Neoleptastacus gussoae ( Cottarelli, 1973a ), 2008

Neoleptastacus gussoae ( Cottarelli, 1973a) View in CoL

Arenopontia gussoae Cottarelli, 1973a View in CoL

Arenopontia (Neoleptastacus) gussoae Cottarelli, 1973a View in CoL : Bodin (1979: 124)

Neoleptastacus gussoae ( Cottarelli, 1973a) Sak et al. (2008: 412) View in CoL

Original description. Cottarelli (1973a): 49–56; Figs 1 View FIGURE 1 –21.

Type locality. Cuba, Matanzas Province; north coast, 3 km from Varadero, Playa Arenas Blancas ; sandy beach.

Body length. 317 μm (♀), 281 μm (♂).

Remarks. Cottarelli (1973a) claimed that the mandibular palp displays a 2-segmented endopod and used it to differentiate the species from N. acanthus and N. indicus . Although the endopod has been illustrated as 2-segmented in several contemporary arenopontiid descriptions with the boundary between both segments often ill-defined (e.g. Mielke 1982b, 1985, 1987), others have shown it to be clearly 1-segmented ( Itô 1978; Mielke 1982a; Wells & Rao 1987; Sak et al. 2008, 2024). The validity of the observations of a 2-segmented condition and the usefulness of mandibular endopod segmentation as a species discriminant are questionable since it is generally assumed that this ramus is primitively 1-segmented in the Harpacticoida ( Huys & Boxshall 1991) . The alleged presence of an outer basal seta on P1–P2 and the absence of an inner basal spine on P 1 in the original description are based on observational errors. The linear egg-sac typically contains 3– 5 eggs. Species discrimination in the gussoae -subgroup is notoriously difficult, however N. gussoae can be differentiated from the other two members ( N. abbreviatus sp. nov., N. chilensis sp. nov.) that have both the anal processes and terminal extensions of the caudal rami dorsally recurved, by the elongate P1 endopod (1.30 times as long as exopod vs 0.85–1.00) and the shorter and broader female P5 (length/maximum width ratio 2.0 vs 2.4–2.6) ( Table 4 View TABLE 4 ).

Neoleptastacus gussoae is so far known only from several sandy beaches in the Matanzas Province in Cuba. In addition to the type locality ( Cottarelli 1973a), the species was also recorded from the Varadero beach on the Península de Hicacos, and from Playa Sirena of Cayo Largo, a small resort island 80 km south of the Península de Zapata ( Mielke 1988).
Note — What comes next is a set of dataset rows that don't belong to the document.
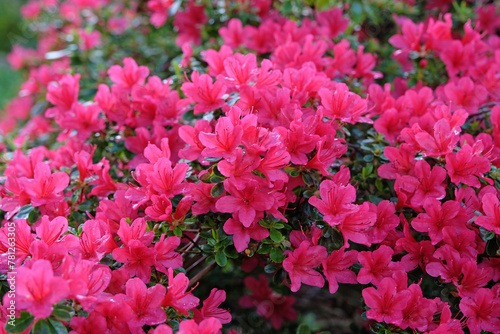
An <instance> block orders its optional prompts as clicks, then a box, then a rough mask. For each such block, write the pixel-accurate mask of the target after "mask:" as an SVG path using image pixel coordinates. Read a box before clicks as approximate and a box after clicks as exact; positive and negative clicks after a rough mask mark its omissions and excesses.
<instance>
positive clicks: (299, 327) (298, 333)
mask: <svg viewBox="0 0 500 334" xmlns="http://www.w3.org/2000/svg"><path fill="white" fill-rule="evenodd" d="M296 333H297V334H311V329H310V328H309V326H307V325H306V324H301V325H300V326H299V327H297V332H296Z"/></svg>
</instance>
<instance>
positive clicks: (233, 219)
mask: <svg viewBox="0 0 500 334" xmlns="http://www.w3.org/2000/svg"><path fill="white" fill-rule="evenodd" d="M224 232H226V233H227V234H229V235H232V236H233V242H234V247H235V248H236V250H237V251H238V252H243V251H244V250H245V249H246V248H247V247H248V244H249V243H250V238H252V239H254V240H257V241H261V240H263V239H265V238H267V237H268V236H269V230H268V229H266V228H265V227H262V226H261V225H260V224H259V223H258V222H256V221H254V222H253V223H252V224H250V226H248V227H245V225H243V224H242V223H241V222H240V221H238V220H237V219H234V218H229V219H228V220H227V221H226V223H225V224H224Z"/></svg>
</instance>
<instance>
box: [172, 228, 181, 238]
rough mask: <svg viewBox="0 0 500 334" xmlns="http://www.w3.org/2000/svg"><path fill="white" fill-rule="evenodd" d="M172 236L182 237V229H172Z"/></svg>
mask: <svg viewBox="0 0 500 334" xmlns="http://www.w3.org/2000/svg"><path fill="white" fill-rule="evenodd" d="M174 235H176V236H178V237H182V229H181V228H180V227H179V226H176V227H174Z"/></svg>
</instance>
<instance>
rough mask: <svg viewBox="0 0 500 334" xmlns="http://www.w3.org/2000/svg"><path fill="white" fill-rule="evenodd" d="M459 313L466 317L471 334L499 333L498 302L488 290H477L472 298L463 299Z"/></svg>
mask: <svg viewBox="0 0 500 334" xmlns="http://www.w3.org/2000/svg"><path fill="white" fill-rule="evenodd" d="M460 311H462V313H463V314H464V315H465V316H466V317H467V326H468V328H469V329H470V332H471V334H479V333H480V332H481V331H482V330H484V331H489V332H493V333H494V332H498V331H500V318H499V317H500V300H499V298H498V296H496V295H494V294H493V291H491V290H490V289H479V290H478V291H477V293H476V294H475V295H474V297H466V298H463V299H462V300H461V301H460Z"/></svg>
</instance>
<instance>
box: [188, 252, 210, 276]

Mielke(1982 b, 1987)provisionally assigned a number of populations from Panamá and Chile to the geographically closest member of the acanthus -group, as “ N.? gussoae ”. In his first report ( Mielke 1982b) he recorded the form from both the Atlantic (Comarca de Guna Yala: San Blas Islands, Isla Nalunega) and Pacific (Panamá Province: Isla Melones, Playa Nueva Gorgona and Playa Avenida Balboa) seaboards of Panamá but remained ambiguous in his view on their identity. Although he considered the presence of a gussoae -complex of cryptic species in Panamá likely since no variability within the various populations was recorded, the possibility that N. gussoae represented a highly variable species was not ruled out. Mielke (1982b) finally stated that a definitive clarification can only be obtained through cross-breeding experiments and that N. gussoae is to be considered as an amphi-American species or a species complex that is in the process of splitting. Wells (1986a-b) regarded it as a trans-Panamanian species. This view is not accepted here (see below N. abbreviatus sp. nov. and N. rectus sp. nov.).

In contrast to the Panamanian material, considerably more morphological uniformity was found in the widely disjunct populations of the so-called “normal form” ( Mielke, 1987) of N.? gussoae along the Chilean coast (Coquimbo, Antofagasta, Iquique). Mielke (1987) distinguished a second form which co-occurs with the “normal form” in at least Coquimbo and Iquique and differs in the wider rostrum, spinulation of the inner spinous process of P5, sharper and not dorsally recurved spinous processes on the anal somite, and absence of a dorsal spur and different insertion site of seta III on the caudal ramus. Breeding experiments are needed to confirm or disprove the conspecificity of these two co-occurring forms. Except for the anal somite and caudal ramus in lateral aspect, Mielke (1987) did not provide any illustrations of the second form, however, the normal form is here treated as a distinct species, N. chilensis sp. nov. (see below).